Dias depois, rumou a Fátima, onde foi confessar centenas de pessoas. As suas penitências espantavam quase todos: «Hoje vai chegar a casa, vai olhar para o espelho e dar a si própria um grande abraço» ou «a sua penitência são dois dias de descanso» ou ainda «vai fazer um jantar especial e dizer que gosta muito de si». Para quê mandar rezar ave-marias e pai-nossos a quem só precisa de um pouco de amor próprio e capacidade de se livrar das culpas?

Foi também com este profundo sentido de fé na renovação do ser humano, e na conversão do mal em bem, que Paulo Duarte fez a sua homilia, na primeira missa em Portimão. Citou Marguerite Yourcenar – «Quando se gosta da vida gosta-se do passado, porque ele é o presente tal como sobreviveu na alma humana» – e pediu aos presentes que nunca reneguem a sua história, ainda que ela tenha episódios negros, porque são todos parte de nós.

Na homilia, que (coincidência ou providência?) foi celebrada no Dia dos Avós, o jovem padre não podia deixar de trazer as memórias da avó Constança, pilar da sua vida. E até houve um momento de dança, protagonizado pela bailarina Maria Luísa Carles, grande amiga e professora. Entre os presentes, espanto e comoção. Houve até quem se pusesse de pé nos bancos, na parte de trás da igreja matriz, para ver melhor o momento: «Que bonito… nunca tinha visto isto numa missa!», ouvia-se.
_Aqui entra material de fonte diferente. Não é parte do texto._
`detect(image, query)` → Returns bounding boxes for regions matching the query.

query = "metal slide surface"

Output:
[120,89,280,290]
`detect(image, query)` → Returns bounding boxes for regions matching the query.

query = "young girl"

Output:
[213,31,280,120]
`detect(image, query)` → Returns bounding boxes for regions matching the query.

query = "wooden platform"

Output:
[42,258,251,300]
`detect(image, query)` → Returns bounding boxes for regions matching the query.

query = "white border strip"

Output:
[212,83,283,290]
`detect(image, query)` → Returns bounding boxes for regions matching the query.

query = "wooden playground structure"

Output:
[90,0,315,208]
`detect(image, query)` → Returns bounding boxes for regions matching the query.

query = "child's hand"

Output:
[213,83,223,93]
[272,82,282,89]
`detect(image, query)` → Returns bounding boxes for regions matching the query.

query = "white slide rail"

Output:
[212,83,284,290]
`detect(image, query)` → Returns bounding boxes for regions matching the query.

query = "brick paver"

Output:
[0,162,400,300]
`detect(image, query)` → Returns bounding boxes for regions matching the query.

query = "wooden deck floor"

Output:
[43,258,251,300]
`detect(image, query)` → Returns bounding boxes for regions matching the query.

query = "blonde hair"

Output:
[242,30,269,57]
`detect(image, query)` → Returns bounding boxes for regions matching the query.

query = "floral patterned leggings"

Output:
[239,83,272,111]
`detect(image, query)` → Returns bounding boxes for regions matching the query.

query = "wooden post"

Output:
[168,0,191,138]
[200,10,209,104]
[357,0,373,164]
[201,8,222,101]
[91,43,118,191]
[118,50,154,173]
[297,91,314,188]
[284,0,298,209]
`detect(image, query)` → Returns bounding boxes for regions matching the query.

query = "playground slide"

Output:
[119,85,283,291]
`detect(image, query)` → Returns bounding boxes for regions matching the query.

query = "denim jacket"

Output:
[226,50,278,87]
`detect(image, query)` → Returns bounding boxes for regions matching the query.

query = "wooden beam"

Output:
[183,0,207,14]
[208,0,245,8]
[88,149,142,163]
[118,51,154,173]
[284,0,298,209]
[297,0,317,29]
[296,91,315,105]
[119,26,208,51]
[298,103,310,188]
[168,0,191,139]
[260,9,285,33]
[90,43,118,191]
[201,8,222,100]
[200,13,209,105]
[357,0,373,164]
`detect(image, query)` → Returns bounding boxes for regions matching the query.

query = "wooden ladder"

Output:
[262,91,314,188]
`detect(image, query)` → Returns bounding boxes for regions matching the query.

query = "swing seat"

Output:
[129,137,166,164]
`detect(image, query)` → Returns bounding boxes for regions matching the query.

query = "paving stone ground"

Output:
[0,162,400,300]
No final, Paulo Duarte recebeu palmas, um presente da comunidade paroquial (um iPad), e centenas de beijos e abraços de todos os que queriam desejar toda a sorte do mundo ao novo padre. «Andei com ele ao colo… quem havia de dizer que seria um homem de Deus?», perguntava uma senhora. «E que bonito que é!», respondia a outra. Se as ouvisse, o senhor padre teria gracejado com elas. Porque, para ele, a sua entrega não significa um despojamento da sua humanidade, com todas as qualidades e defeitos. E, por isso, haverá sempre lugar para as palavras sérias, as metáforas bonitas, o humor, a comoção, a arte. A Igreja ganhou um padre diferente. Bem-vindos a bordo!